Another approach (and one that conservatives are sure to like less) would be for cities and towns to also make an effort to require more inclusionary zoning, Kahlenberg says, having developers set aside a portion of new housing units for low- and moderate-income families. About 10 percent of the population lives in cities and states with mandatory inclusionary-zoning requirements.
The federal government should also expand the Moving to Opportunity Program, which moves families from poor neighborhoods to areas with better schools and lower poverty levels. Recent research from Harvard has shown that the program had better outcomes than originally thought: Income for adults who moved as children was 31 percent higher than for kids who stayed, and people who moved as kids were 16 percent more likely to attend college.
Schools
Racial inequity in public schools was one of the things that motivated the Brown v. Board of Education lawsuit. More schools are racially integrated today than in 1954, but many school districts are still economically segregated, Kahlenberg told me. In Louisville, for instance, which has made dramatic progress in integrating its schools, Kahlenberg found a school that was half black and half white, but 100 percent poor, which isn’t ideal for any student.
“A racially-integrated school that is economically segregated doesn’t take us far enough,” he told me.

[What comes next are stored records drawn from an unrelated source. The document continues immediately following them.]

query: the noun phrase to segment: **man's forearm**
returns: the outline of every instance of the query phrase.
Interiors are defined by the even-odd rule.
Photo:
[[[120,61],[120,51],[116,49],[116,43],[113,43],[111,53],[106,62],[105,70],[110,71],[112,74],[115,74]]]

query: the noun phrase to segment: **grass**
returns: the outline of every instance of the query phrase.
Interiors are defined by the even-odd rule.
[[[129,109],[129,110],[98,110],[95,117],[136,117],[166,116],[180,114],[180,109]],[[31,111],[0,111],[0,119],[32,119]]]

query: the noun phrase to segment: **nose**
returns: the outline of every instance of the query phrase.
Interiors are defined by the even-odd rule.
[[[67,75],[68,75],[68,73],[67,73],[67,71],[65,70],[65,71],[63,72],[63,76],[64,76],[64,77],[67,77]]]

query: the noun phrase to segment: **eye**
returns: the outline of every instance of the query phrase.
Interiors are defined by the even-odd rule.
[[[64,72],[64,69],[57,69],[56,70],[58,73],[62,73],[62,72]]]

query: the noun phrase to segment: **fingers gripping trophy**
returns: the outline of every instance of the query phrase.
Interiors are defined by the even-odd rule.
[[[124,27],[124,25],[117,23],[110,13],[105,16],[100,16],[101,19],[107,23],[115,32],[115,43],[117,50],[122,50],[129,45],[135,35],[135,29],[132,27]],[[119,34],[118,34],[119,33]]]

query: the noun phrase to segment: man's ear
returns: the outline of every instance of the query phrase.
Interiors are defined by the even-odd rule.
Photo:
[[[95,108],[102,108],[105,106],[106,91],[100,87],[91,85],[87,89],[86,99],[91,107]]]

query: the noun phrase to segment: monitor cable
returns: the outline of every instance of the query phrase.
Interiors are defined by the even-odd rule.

Some school districts have already started trying to integrate schools by socioeconomic status, using voluntary school-choice programs and creating magnet theme schools. Kahlenberg recommends expanding those efforts, and making sure charter schools try to be socioeconomically integrated, too.
Higher Education
Race-based affirmative-action programs for college admissions lasted a long time, but might be on their way out amongst political pressure and court challenges. Between 1996 and 2012, eight states, including California, Michigan, and Nebraska, banned racial preferences in public-university admissions. Given this, public universities should seek to implement class-based affirmative-action policies.

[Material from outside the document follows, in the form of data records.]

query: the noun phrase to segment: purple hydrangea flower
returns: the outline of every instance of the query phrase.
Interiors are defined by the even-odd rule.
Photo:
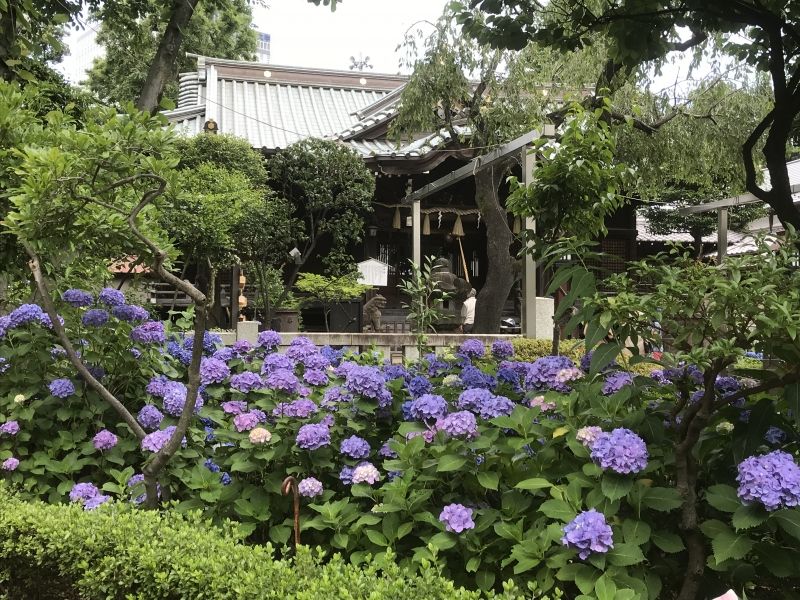
[[[250,431],[253,427],[261,422],[260,417],[261,415],[259,415],[256,411],[251,410],[249,412],[236,415],[233,418],[233,425],[236,427],[236,431],[239,433],[242,431]]]
[[[161,321],[146,321],[131,331],[131,339],[139,344],[163,344],[167,335]]]
[[[353,469],[353,483],[368,483],[372,485],[373,483],[380,481],[380,479],[381,473],[372,463],[362,462],[356,465],[356,468]]]
[[[592,459],[601,468],[622,475],[638,473],[647,466],[647,445],[644,440],[623,427],[598,435],[590,450]]]
[[[246,394],[264,387],[264,382],[257,373],[245,371],[231,377],[231,387]]]
[[[438,419],[447,414],[447,400],[436,394],[423,394],[411,403],[409,410],[419,421]]]
[[[169,438],[172,437],[175,429],[176,427],[174,425],[170,425],[166,429],[160,429],[159,431],[148,433],[142,440],[142,450],[158,452],[166,445],[166,443],[169,441]],[[186,446],[186,438],[181,440],[181,446]]]
[[[103,288],[97,299],[106,306],[122,306],[125,304],[125,294],[114,288]]]
[[[26,323],[41,322],[44,314],[42,307],[38,304],[21,304],[8,315],[8,322],[10,325],[8,329],[19,327]]]
[[[66,378],[54,379],[50,382],[48,389],[50,390],[50,394],[56,398],[68,398],[75,393],[75,386]]]
[[[307,419],[319,409],[313,400],[300,399],[294,402],[280,402],[272,409],[273,417],[294,417]]]
[[[118,318],[120,321],[127,321],[128,323],[135,323],[137,321],[146,321],[150,318],[150,313],[141,306],[136,304],[122,304],[115,306],[111,309],[111,314]]]
[[[316,450],[331,443],[331,431],[321,423],[303,425],[297,432],[295,441],[304,450]]]
[[[221,360],[204,358],[200,362],[200,382],[203,385],[222,383],[231,376],[231,370]]]
[[[424,394],[430,394],[433,391],[433,384],[424,375],[417,375],[406,384],[408,393],[412,398],[419,398]]]
[[[17,421],[6,421],[0,425],[0,435],[17,435],[19,433],[19,423]]]
[[[83,313],[81,323],[87,327],[102,327],[108,323],[108,311],[102,308],[92,308]]]
[[[267,387],[273,390],[279,390],[292,394],[297,391],[300,385],[300,380],[297,375],[288,369],[276,369],[267,376]]]
[[[307,369],[306,372],[303,373],[303,381],[309,385],[327,385],[328,375],[322,369]]]
[[[94,296],[86,290],[67,290],[61,294],[61,299],[67,304],[78,308],[80,306],[91,306],[94,304]]]
[[[164,415],[152,404],[145,404],[136,416],[136,420],[145,429],[158,429]]]
[[[472,509],[463,504],[448,504],[439,514],[439,520],[444,523],[444,528],[453,533],[461,533],[468,529],[475,529],[472,520]]]
[[[70,490],[69,501],[83,504],[98,494],[100,494],[100,490],[93,483],[76,483]]]
[[[436,422],[436,429],[453,437],[475,437],[478,435],[478,423],[468,410],[450,413]]]
[[[5,459],[2,462],[2,464],[0,464],[0,469],[2,469],[3,471],[16,471],[18,466],[19,466],[19,459],[11,456]]]
[[[306,477],[297,484],[297,491],[306,498],[320,496],[322,494],[322,482],[314,477]]]
[[[497,360],[506,360],[514,356],[514,344],[507,340],[492,342],[492,356]]]
[[[467,358],[483,358],[486,353],[486,347],[480,340],[469,339],[462,342],[458,347],[458,353]]]
[[[268,329],[258,334],[258,345],[264,350],[275,350],[281,345],[281,334],[277,331]]]
[[[269,354],[264,357],[264,364],[261,366],[261,374],[272,373],[278,369],[294,371],[295,362],[285,354]]]
[[[229,400],[221,405],[222,411],[229,415],[240,415],[247,410],[247,402],[244,400]]]
[[[603,395],[610,396],[620,391],[626,385],[633,383],[633,375],[625,371],[614,371],[606,375],[606,381],[603,383]]]
[[[760,502],[767,510],[800,505],[800,467],[791,454],[775,450],[739,463],[737,494],[745,504]]]
[[[111,433],[108,429],[103,429],[98,431],[97,435],[92,438],[92,444],[101,452],[104,450],[111,450],[117,445],[117,436]]]
[[[370,450],[369,442],[357,435],[351,435],[339,445],[339,452],[350,458],[367,458]]]
[[[605,515],[595,509],[583,511],[564,525],[561,543],[578,550],[581,560],[586,560],[593,552],[605,553],[614,547],[611,527]]]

Some already have—Texas’s “Top Ten” program automatically admits students of the top tier to every public university in the state, for instance, which produces economic diversity.
The Workforce
The Civil Rights Act of 1964 tried to prevent racial discrimination in the workplace and open opportunities for minority candidates. That should be amended to protect workers against discrimination for trying to form a union, Kahlenberg argues here and in his 2012 book, Why Labor Organizing Should be a Civil Right. It’s not impossible—just yesterday, Senator Patty Murray and Representative Bobby Scott proposed legislation aimed at strengthening protections for people who choose to organize.
It’s unlikely to go anywhere, but, Kahlenberg argues, “boosting the ranks of unionized workers, in turn, could help workers bargain for their fair share of productivity gains, which would help reduce income inequality.”
Kahlenberg’s prescriptions for reducing inequality won’t appeal to everyone. He admits that some of the policy solutions are likely to be enacted first in more liberal cities and states that have already passed progressive minimum-wage laws. But his paper should be a reminder that it may be time to stop talking about the death of the American dream, and time to start doing something about it.
“We’ve reached such an extreme point of inequality in our society—you even have people like Jeb Bush talking about we have too much inequality,” he told me. “Something has to be done.”